That said, I should bring to light another major SN player that’s part of the open platform party– following the example of Facebook, Linked In, and now MySpace. Welcome to the rager, Bebo.

Bebo has been “selectively open” for a while now, allowing a few hand-picked developers to exhibit their wares on Bebo Widgets; yet only since late-July have they jumped into this mosh pit. (Incidentally, they’re also rumored to be heading towards an IPO.)

Pete Cashman over on Mashable wonders what this means for revenue; I wonder what this means for end users.
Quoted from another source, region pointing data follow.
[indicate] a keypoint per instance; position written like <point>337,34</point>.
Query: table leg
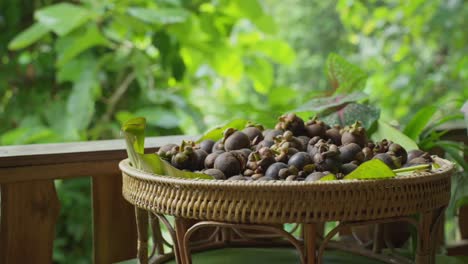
<point>182,250</point>
<point>310,231</point>
<point>425,252</point>
<point>142,229</point>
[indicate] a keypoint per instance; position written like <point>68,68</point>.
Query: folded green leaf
<point>134,131</point>
<point>154,164</point>
<point>415,168</point>
<point>385,131</point>
<point>217,132</point>
<point>372,169</point>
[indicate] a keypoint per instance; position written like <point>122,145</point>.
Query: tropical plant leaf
<point>217,132</point>
<point>134,132</point>
<point>160,16</point>
<point>372,169</point>
<point>420,120</point>
<point>62,18</point>
<point>343,76</point>
<point>261,74</point>
<point>277,50</point>
<point>328,177</point>
<point>80,42</point>
<point>318,105</point>
<point>385,131</point>
<point>28,36</point>
<point>351,113</point>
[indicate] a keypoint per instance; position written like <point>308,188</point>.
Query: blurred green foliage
<point>75,70</point>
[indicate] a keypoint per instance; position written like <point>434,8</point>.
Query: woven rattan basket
<point>277,202</point>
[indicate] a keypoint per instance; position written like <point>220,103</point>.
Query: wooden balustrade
<point>30,207</point>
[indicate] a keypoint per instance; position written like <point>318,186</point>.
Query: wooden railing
<point>30,207</point>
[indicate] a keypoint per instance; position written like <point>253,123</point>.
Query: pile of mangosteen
<point>293,151</point>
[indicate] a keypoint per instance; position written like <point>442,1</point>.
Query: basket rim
<point>446,167</point>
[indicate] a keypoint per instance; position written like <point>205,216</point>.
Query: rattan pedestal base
<point>214,214</point>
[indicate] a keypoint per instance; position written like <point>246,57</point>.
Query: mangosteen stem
<point>413,168</point>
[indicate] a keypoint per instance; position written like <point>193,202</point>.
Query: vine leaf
<point>343,76</point>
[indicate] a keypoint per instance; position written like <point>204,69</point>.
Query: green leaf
<point>227,61</point>
<point>249,8</point>
<point>261,74</point>
<point>328,177</point>
<point>80,42</point>
<point>385,131</point>
<point>277,50</point>
<point>318,105</point>
<point>419,121</point>
<point>134,132</point>
<point>81,103</point>
<point>343,76</point>
<point>62,18</point>
<point>159,116</point>
<point>162,16</point>
<point>217,132</point>
<point>28,36</point>
<point>266,24</point>
<point>372,169</point>
<point>351,113</point>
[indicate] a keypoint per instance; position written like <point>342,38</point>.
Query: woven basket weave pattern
<point>277,202</point>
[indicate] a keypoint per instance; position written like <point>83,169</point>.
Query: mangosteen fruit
<point>215,173</point>
<point>299,160</point>
<point>273,170</point>
<point>228,163</point>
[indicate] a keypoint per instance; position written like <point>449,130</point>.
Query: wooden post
<point>181,226</point>
<point>425,253</point>
<point>142,227</point>
<point>114,225</point>
<point>310,231</point>
<point>29,213</point>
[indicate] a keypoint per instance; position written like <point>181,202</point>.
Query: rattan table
<point>250,213</point>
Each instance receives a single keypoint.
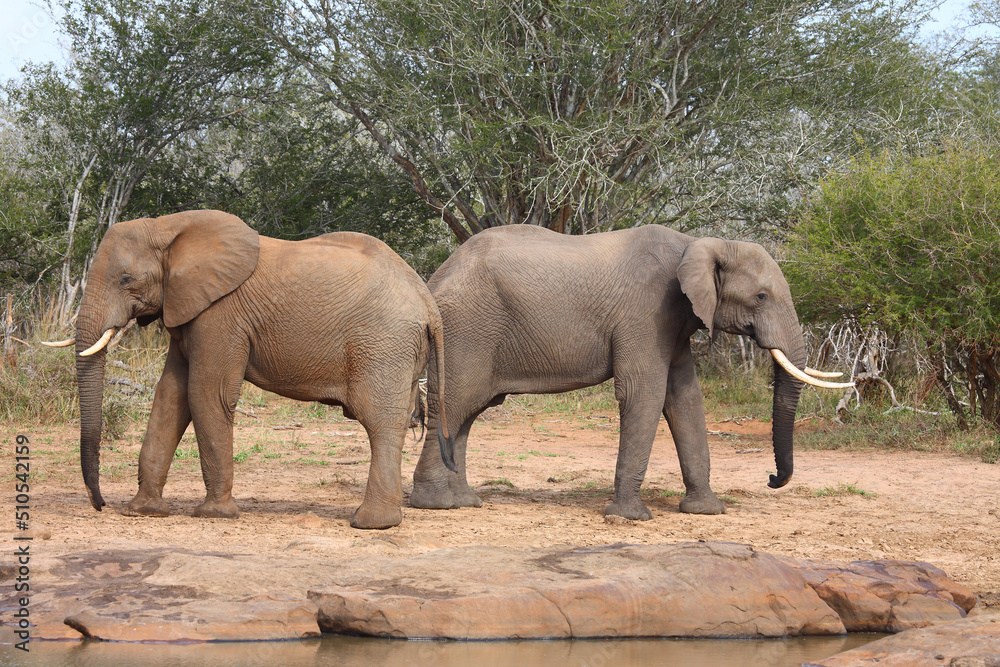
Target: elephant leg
(168, 420)
(383, 501)
(640, 405)
(213, 390)
(685, 412)
(436, 487)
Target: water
(364, 652)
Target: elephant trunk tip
(94, 491)
(447, 445)
(778, 481)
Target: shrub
(910, 244)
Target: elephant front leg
(214, 391)
(382, 504)
(640, 408)
(685, 412)
(168, 420)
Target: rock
(702, 589)
(886, 595)
(670, 590)
(170, 595)
(972, 642)
(260, 617)
(308, 520)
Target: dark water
(351, 651)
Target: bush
(909, 244)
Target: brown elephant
(528, 310)
(340, 319)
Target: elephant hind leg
(382, 504)
(641, 402)
(168, 420)
(436, 487)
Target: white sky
(28, 32)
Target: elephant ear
(212, 254)
(699, 274)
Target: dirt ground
(545, 479)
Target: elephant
(530, 310)
(340, 319)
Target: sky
(28, 32)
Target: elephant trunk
(90, 380)
(787, 390)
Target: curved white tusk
(816, 373)
(99, 345)
(58, 343)
(792, 370)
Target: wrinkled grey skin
(528, 310)
(340, 319)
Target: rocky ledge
(973, 642)
(666, 590)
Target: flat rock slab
(973, 642)
(668, 590)
(160, 595)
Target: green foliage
(909, 244)
(597, 114)
(906, 243)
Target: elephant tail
(445, 440)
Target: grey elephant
(528, 310)
(340, 319)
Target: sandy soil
(545, 480)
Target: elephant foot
(217, 509)
(432, 497)
(140, 506)
(467, 499)
(629, 509)
(367, 518)
(704, 504)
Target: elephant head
(172, 267)
(737, 287)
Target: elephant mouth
(101, 342)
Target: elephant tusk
(792, 370)
(99, 345)
(121, 332)
(821, 374)
(58, 343)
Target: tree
(591, 115)
(909, 243)
(143, 77)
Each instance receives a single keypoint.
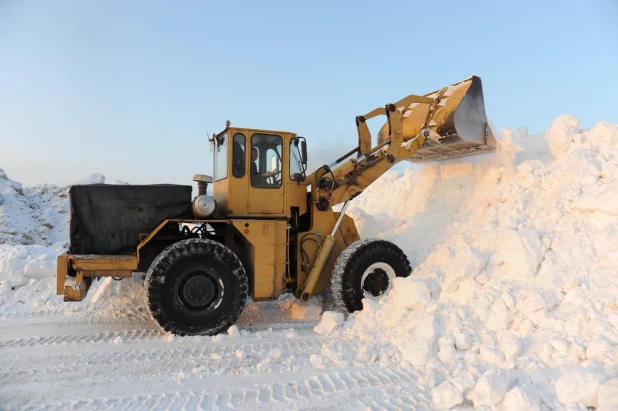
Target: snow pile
(32, 215)
(34, 230)
(514, 298)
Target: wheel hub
(376, 283)
(199, 291)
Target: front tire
(196, 287)
(365, 269)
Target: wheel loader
(269, 227)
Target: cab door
(265, 195)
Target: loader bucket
(459, 124)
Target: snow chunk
(608, 396)
(522, 398)
(489, 389)
(410, 293)
(467, 264)
(446, 395)
(520, 251)
(561, 133)
(578, 385)
(233, 332)
(330, 322)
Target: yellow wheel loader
(269, 227)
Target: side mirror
(303, 151)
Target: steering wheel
(275, 178)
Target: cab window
(296, 162)
(266, 160)
(221, 157)
(238, 156)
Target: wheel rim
(198, 290)
(377, 279)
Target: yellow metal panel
(76, 288)
(103, 262)
(62, 269)
(266, 256)
(281, 256)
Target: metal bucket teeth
(458, 128)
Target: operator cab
(258, 172)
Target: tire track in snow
(181, 357)
(101, 337)
(372, 388)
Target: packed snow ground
(513, 303)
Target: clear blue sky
(131, 88)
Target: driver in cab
(257, 179)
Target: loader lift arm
(447, 123)
(344, 180)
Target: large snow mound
(519, 252)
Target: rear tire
(366, 268)
(196, 287)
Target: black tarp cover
(107, 219)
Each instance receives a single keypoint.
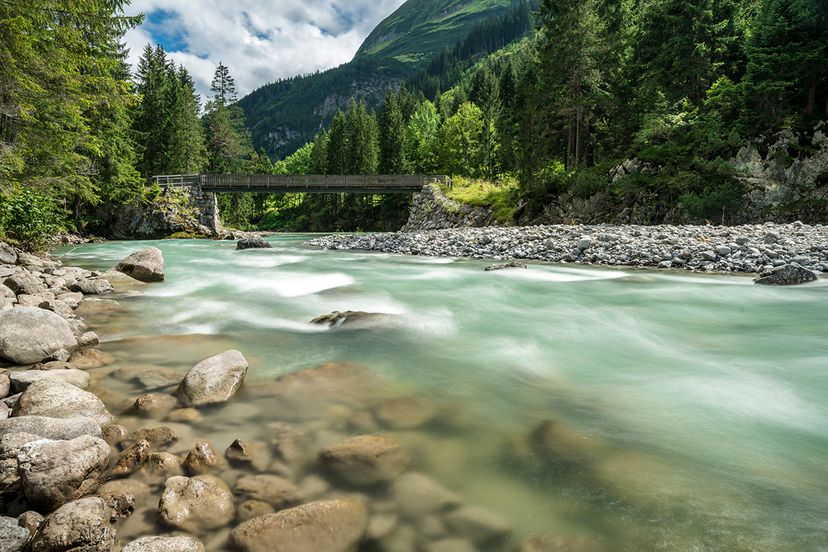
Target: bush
(29, 218)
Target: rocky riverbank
(99, 458)
(718, 249)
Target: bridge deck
(327, 184)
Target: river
(624, 410)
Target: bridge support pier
(206, 205)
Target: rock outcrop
(29, 335)
(146, 265)
(214, 380)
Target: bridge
(279, 184)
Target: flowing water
(623, 410)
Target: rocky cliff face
(431, 210)
(175, 211)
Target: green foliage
(499, 194)
(29, 218)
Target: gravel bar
(719, 249)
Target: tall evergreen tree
(391, 130)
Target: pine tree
(391, 129)
(223, 86)
(337, 145)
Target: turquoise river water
(624, 410)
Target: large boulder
(365, 460)
(164, 544)
(22, 379)
(13, 537)
(214, 380)
(196, 504)
(29, 335)
(146, 265)
(253, 243)
(51, 428)
(7, 254)
(55, 472)
(58, 399)
(25, 283)
(10, 446)
(88, 525)
(324, 526)
(787, 275)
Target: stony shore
(716, 249)
(328, 466)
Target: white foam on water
(298, 284)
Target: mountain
(284, 115)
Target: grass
(500, 195)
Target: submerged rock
(352, 319)
(365, 460)
(787, 275)
(253, 243)
(196, 504)
(164, 544)
(513, 264)
(324, 526)
(146, 265)
(54, 472)
(214, 380)
(29, 335)
(88, 525)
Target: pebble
(696, 248)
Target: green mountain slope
(284, 115)
(419, 29)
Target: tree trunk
(809, 107)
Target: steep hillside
(284, 115)
(421, 28)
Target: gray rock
(87, 525)
(7, 254)
(146, 265)
(30, 335)
(787, 275)
(55, 472)
(51, 428)
(418, 495)
(92, 286)
(214, 380)
(196, 504)
(253, 243)
(353, 319)
(13, 537)
(24, 282)
(57, 399)
(513, 264)
(21, 379)
(324, 526)
(365, 460)
(164, 544)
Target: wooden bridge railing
(267, 183)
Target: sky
(259, 40)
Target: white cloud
(259, 40)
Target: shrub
(29, 218)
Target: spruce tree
(391, 129)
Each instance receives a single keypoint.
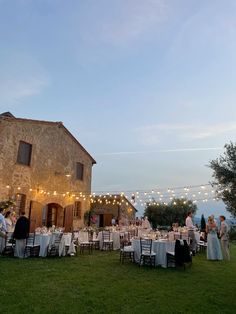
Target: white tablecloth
(159, 247)
(83, 236)
(44, 240)
(115, 236)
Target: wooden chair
(181, 255)
(147, 256)
(107, 243)
(9, 245)
(31, 249)
(202, 246)
(86, 245)
(53, 248)
(95, 241)
(126, 252)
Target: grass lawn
(98, 283)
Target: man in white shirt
(191, 228)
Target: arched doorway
(53, 215)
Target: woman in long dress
(213, 243)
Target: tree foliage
(165, 215)
(224, 174)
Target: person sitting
(21, 233)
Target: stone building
(106, 207)
(46, 170)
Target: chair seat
(148, 253)
(171, 253)
(127, 249)
(32, 245)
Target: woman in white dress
(9, 222)
(213, 243)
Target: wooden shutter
(35, 215)
(24, 153)
(68, 221)
(79, 171)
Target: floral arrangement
(6, 204)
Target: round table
(160, 247)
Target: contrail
(174, 150)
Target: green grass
(98, 283)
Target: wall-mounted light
(66, 174)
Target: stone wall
(54, 153)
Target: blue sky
(136, 81)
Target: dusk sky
(146, 86)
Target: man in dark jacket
(21, 233)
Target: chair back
(57, 238)
(146, 245)
(182, 252)
(9, 239)
(30, 239)
(106, 235)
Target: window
(79, 171)
(20, 203)
(24, 153)
(77, 210)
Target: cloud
(171, 150)
(124, 22)
(153, 134)
(20, 77)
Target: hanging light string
(197, 193)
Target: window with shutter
(24, 153)
(79, 171)
(77, 210)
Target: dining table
(44, 240)
(160, 247)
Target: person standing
(21, 233)
(224, 238)
(3, 230)
(191, 228)
(213, 243)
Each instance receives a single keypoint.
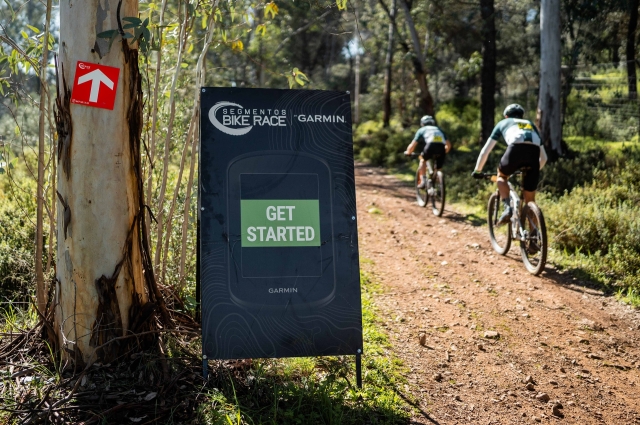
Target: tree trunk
(388, 69)
(488, 75)
(420, 70)
(631, 49)
(549, 98)
(105, 284)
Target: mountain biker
(524, 149)
(436, 146)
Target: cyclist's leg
(503, 186)
(529, 196)
(422, 170)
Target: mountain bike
(527, 225)
(434, 190)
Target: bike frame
(517, 229)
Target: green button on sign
(277, 223)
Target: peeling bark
(105, 283)
(64, 126)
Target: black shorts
(521, 155)
(435, 151)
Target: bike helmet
(427, 120)
(513, 111)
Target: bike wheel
(500, 235)
(534, 247)
(437, 199)
(421, 194)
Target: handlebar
(492, 176)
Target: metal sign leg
(359, 369)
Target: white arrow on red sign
(95, 85)
(96, 77)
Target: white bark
(550, 64)
(167, 143)
(40, 286)
(154, 113)
(101, 189)
(194, 131)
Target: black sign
(279, 250)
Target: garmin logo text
(283, 290)
(236, 120)
(320, 118)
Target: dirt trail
(579, 347)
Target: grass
(265, 391)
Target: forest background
(383, 52)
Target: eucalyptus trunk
(549, 118)
(105, 284)
(488, 73)
(40, 286)
(420, 70)
(631, 49)
(388, 69)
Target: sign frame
(248, 169)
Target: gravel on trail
(483, 341)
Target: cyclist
(524, 149)
(436, 146)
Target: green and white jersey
(513, 131)
(516, 130)
(430, 134)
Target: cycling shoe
(505, 217)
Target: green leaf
(133, 20)
(13, 14)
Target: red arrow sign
(95, 85)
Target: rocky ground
(482, 340)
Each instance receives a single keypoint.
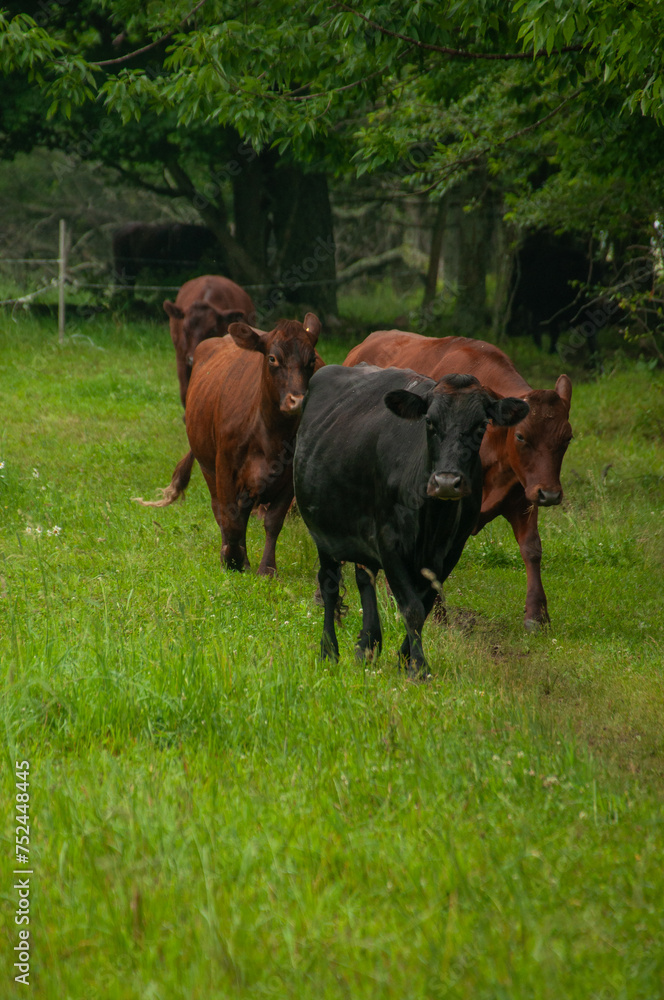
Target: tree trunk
(473, 233)
(303, 229)
(431, 281)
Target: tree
(427, 97)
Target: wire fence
(70, 280)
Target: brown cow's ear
(228, 316)
(173, 311)
(312, 326)
(564, 390)
(508, 411)
(406, 404)
(246, 337)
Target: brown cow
(243, 410)
(521, 465)
(204, 308)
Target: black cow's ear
(173, 311)
(508, 411)
(406, 404)
(312, 326)
(246, 337)
(228, 316)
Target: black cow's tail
(177, 486)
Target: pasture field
(213, 813)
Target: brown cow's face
(536, 447)
(202, 321)
(289, 359)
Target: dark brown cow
(204, 308)
(243, 409)
(521, 464)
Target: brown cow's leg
(524, 525)
(273, 521)
(232, 520)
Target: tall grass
(215, 813)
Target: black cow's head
(290, 358)
(455, 412)
(200, 322)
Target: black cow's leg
(329, 576)
(412, 608)
(273, 521)
(370, 639)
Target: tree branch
(465, 160)
(461, 53)
(155, 188)
(152, 45)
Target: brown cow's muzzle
(448, 486)
(292, 404)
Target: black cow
(165, 246)
(379, 451)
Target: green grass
(216, 814)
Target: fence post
(62, 267)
There is a nugget of hope in this whole movement. Back in August, Facebook changed the way apps were ranked, based not only on number of users, but on how “engaging” they are – a move prodded by criticism that they were only highlighting popular, yet entirely useless, apps. This new method is still completely subjective, and doesn’t really solve anything, but at least it shows cognizance (on the end users part) that the Pick Ur Zit widget may be cool (for a second), but has no further resonance. In short, sticky is far from synonymous with useful.

So, does this simply leave us in a holding pattern? Not necessarily.

I’d be biased if I said the key to redemption in Widgetville (and ultimately culling out useful apps from the larger pile o’ bile) is some form of The Web Outside, but I’ll say it anyway. More specifically, bringing the most engaging apps into social places and making them part of the real world fabric can’t help but weed out the richest apps and weave them into our lives beyond our desks and dormrooms.